Morondava, Madagascar 07

Días 08, 09 y 10: Morondava

Una de las ventajas que tengo es que al planificar un viaje, preveo exactamente cómo me va a hacer sentir un lugar.

Y pocas veces falla.

Con Morondava sabía que sería un buen lugar para empezar a relajarme, ya habría tomado conciencia y contacto con el funcionamiento del país. Además es un pueblo costero (algo que siempre templa las altas diferencias sociales), hay cultura rastafari y tiene playa, por supuesto.

Todos estos ingredientes después de una aventura vivida harían de mi estancia en Morondava un respiro y me abriría.

Pero no fue así.

No por Morondava que es maravillosa y el único lugar hasta el momento donde no me pidieron nada. Sí tuve respiro pero no conseguí abrirme y estos dos días y medio pasaron sin demasiado que contar.

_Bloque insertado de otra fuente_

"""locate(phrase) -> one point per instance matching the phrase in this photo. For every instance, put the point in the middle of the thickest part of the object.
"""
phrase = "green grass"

Aquí me despertaba sin reloj en cuanto la luz entraba en la casa (muy temprano a las 5 de la mañana). Me levantaba de la cama con un objetivo que cumplía feliz tras desayunar con Djaoly quien me esperaba paciente para tomar el café. Tras desayunar, grabábamos recursos, entrevistas o el funcionamiento real de la escuela. Al acabar lo acompañaba a comprar el pan o lo que fuese necesario en su coche conducido por un chófer, porque sí, viví en una casa pudiente malagasy.

A mediodía volvíamos a casa sin prisa para comer con su tía para después, cuando él tomaba una siesta, yo cogía un tuk tuk para ir al centro o a la playa (que no usé) o me recluía a descansar y escribir.

Y así… repetir durante toda mi estancia en Morondava.

También me frustré. Mucho. No me reconocía y no creo que Djaoly se mereciese conocer a la versión más agotada de mí misma. Por lo que aunque creía saber cómo me haría sentir este lugar, nunca previ el cómo estaría yo al llegar a Morondava.

Mi cuerpo me pedía una y otra vez reposo, me pedía aislarme. Me doy cuenta cuando ceno estando sola por primera vez en este viaje que estaba desperezándome todavía en la estrenada independencia tras dejar el grupo y necesité toda la energía para pasar tiempo sola y curtirme en las calles de Madagascar. Recorrerlas, averiguar qué frases necesito y ser más ágil con los pagos y billetes. Necesito quitarme de una vez por todas este fétido olor a turista.

Empecé a sentir también la gran lastra del idioma, me caía como una bofetada el no poder expresarme para agradecer, contar chistes o evitar timos. Mi mínimo francés me reducía a la supervivencia de las comidas, desplazamientos, contestaciones por la calle y conversaciones electrónicas.

Me sentí extraterrestre y fuera de lugar, pero a nadie (más que a mí) parecía importarle.

Al lado de casa un karaoke con música cada noche, en el centro el Oasis de Jean Le Rasta llamándome, y aún así, a pesar de tener conocidos con los que disfrutar la noche, preferí omitirme y recluirme en este palacio cómodo y seguro que habían puesto para mí.

Creo que fue ese calor que me anulaba o que lo vivido hasta ahora fue más duro física y mentalmente de lo que mi conciencia es capaz de reconocer. Así que creo que necesitaba más esa calma, esa seguridad reconfortante que cualquier baile o formalidad social.

Nunca me imaginé que estando lejos, tan sola y desubicada fuese tan duro. O quizás lo es porque no estoy sola. Llevo desde que llegué rodeada de gente y siento que no correspondo, que no soy lo suficientemente buena. Y eso. Me hace llorar.

Y me recluí, como princesa en estos muros al sentir todo el peso de mi osadía, al entender que mi mente y mi piel son de un animal humano.

Y no me arrepiento.

Porque puse al día mi cuerpo, mi colada y mis pensamientos. Escribí e hice fotos. Grabé un vídeo y me rodeé de niños en la escuela. Planifiqué mis siguientes pasos en Madagascar con reservas y decisiones y comí cada día con Djaoly Ernest, excomandante de la Marina de Morondava, e intenté abrirme, solo a él en este pueblo.

Y a pesar del francés y el calor… me dejé cuidar.

E igual ese es el problema. Que no estoy… acostumbrada.